Explore is a new feature allows users to identify the kind of color they're seeking by scrolling through images that are integrated through Adobe Stock and Behance libraries. Adobe Sensei adds machine learning capabilities to recognize words such as "moody", "happy", "peaceful", or even "blog" and then suggest appropriate colors.

From there users can click through to Adobe Stock to license images or move to Behance and follow an artists, find out more about the artwork, or see the entire project.

New Pantone integration allows users to convert palettes into Pantone swatches and use them in Adobe applications. Pantone is a color matching service that provides precise methods for specifying colors.

The new Trends feature includes artwork galleries that focus on design areas such as graphic design, illustration, and fashion. The galleries give users a way to view projects that other designers are working on and to examine emerging trends.

You can see what's new by visiting the Adobe Color website.

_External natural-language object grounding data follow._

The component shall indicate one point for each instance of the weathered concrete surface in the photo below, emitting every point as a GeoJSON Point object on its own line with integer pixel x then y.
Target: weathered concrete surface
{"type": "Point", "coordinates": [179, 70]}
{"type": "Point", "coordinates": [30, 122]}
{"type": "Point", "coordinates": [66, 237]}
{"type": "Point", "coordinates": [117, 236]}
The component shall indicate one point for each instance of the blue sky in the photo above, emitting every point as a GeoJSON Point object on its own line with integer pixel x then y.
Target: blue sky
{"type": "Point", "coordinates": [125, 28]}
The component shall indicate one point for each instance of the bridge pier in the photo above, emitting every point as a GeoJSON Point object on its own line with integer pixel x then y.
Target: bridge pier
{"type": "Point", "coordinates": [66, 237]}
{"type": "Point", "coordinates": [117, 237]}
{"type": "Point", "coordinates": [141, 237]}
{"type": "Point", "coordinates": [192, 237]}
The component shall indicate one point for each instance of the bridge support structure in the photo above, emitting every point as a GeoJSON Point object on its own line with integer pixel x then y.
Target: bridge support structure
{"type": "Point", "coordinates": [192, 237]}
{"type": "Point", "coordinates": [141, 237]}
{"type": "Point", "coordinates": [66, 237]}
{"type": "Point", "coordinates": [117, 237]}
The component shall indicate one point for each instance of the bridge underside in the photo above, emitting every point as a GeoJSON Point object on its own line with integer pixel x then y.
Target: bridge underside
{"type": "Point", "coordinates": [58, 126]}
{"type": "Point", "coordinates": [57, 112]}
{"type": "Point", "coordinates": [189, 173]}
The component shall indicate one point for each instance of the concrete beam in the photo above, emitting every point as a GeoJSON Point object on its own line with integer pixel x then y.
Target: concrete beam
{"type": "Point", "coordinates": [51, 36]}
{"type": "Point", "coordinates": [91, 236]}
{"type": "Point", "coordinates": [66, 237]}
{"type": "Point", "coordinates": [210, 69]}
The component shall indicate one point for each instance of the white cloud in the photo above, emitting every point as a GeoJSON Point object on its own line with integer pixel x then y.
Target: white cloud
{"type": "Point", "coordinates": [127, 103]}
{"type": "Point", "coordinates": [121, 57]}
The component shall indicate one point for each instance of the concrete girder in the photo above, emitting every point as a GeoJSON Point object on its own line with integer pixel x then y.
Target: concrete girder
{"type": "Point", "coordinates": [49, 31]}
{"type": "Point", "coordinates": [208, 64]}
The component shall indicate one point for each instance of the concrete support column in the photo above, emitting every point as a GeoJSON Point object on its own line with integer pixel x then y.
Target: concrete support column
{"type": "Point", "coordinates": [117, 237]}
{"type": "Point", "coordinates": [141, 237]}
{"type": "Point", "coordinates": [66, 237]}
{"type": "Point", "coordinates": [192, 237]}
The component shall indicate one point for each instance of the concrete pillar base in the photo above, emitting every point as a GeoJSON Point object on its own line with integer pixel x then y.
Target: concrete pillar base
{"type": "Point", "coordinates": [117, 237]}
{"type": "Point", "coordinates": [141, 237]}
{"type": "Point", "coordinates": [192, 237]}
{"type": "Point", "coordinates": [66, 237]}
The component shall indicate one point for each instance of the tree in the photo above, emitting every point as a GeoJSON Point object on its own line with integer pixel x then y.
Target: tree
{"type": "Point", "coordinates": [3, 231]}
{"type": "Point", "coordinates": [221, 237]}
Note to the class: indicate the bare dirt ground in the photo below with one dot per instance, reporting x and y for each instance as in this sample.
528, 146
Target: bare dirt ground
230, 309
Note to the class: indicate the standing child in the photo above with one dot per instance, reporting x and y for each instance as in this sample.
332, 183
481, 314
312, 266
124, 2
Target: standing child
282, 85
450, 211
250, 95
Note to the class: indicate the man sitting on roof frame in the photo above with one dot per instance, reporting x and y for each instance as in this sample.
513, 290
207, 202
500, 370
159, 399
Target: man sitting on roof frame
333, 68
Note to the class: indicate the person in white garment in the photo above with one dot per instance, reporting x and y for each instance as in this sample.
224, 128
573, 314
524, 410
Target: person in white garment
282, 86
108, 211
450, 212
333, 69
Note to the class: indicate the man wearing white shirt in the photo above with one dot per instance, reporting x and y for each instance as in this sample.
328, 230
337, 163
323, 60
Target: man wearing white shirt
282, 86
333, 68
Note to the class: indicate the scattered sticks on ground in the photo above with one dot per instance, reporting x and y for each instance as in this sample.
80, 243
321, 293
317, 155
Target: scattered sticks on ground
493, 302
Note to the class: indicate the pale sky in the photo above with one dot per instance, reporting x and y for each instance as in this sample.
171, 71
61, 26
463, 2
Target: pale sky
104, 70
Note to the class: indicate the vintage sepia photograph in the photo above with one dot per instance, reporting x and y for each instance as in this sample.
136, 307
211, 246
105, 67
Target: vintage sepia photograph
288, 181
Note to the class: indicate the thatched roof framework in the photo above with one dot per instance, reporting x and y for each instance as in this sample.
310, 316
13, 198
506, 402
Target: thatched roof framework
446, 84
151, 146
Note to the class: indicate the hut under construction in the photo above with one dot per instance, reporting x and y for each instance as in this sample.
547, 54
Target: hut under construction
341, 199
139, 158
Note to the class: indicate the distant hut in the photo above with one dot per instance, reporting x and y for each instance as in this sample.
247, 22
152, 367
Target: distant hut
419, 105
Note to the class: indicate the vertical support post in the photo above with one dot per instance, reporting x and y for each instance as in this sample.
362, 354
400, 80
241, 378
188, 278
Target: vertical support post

Your Browser's Incognito Mode: Maybe Not so Incognito

Most modern browsers have an incognito mode, but they don't all use the same name. Although incognito mode provides some protections, it may not do everything you think it does.

Google Chrome calls it incognito; Firefox and Safari refer to it as private; Edge and Internet Explorer call it InPrivate. They all do about the same thing.: They delete cookies when you close the window and they keep the browsing history empty. They do not hide browser traffic from third parties like your ISP, the government, or your network admin and they do not protect the browser's traffic from hackers or other attacks and vulnerabilities.

These incognito modes have other shortcomings. If you log in to Facebook, Amazon, or any other service while in incognito mode, incognito mode will no longer offer any protections. And if you sign in to any of Google's apps using Chrome's incognito mode, Chrome will start saving cookies and recording history. This essentially eliminates incognito mode.

If you want really private browsing, you'll need to use the TOR browser (extremely slow), Vivaldi with some specialized security settings enabled, or Firefox with some special settings enabled. Or you can use a virtual private network (VPN). Most VPNs slow your internet connection a bit, but all of them are far faster than TOR. A VPN application replaces your IP address with the IP address of a remote VPN server and this makes it impossible to track you via IP address alone. It also encrypts the browser's traffic so that your ISP and other third parties can't see it. If security is important to you, now might be a good time to check into VPN applications.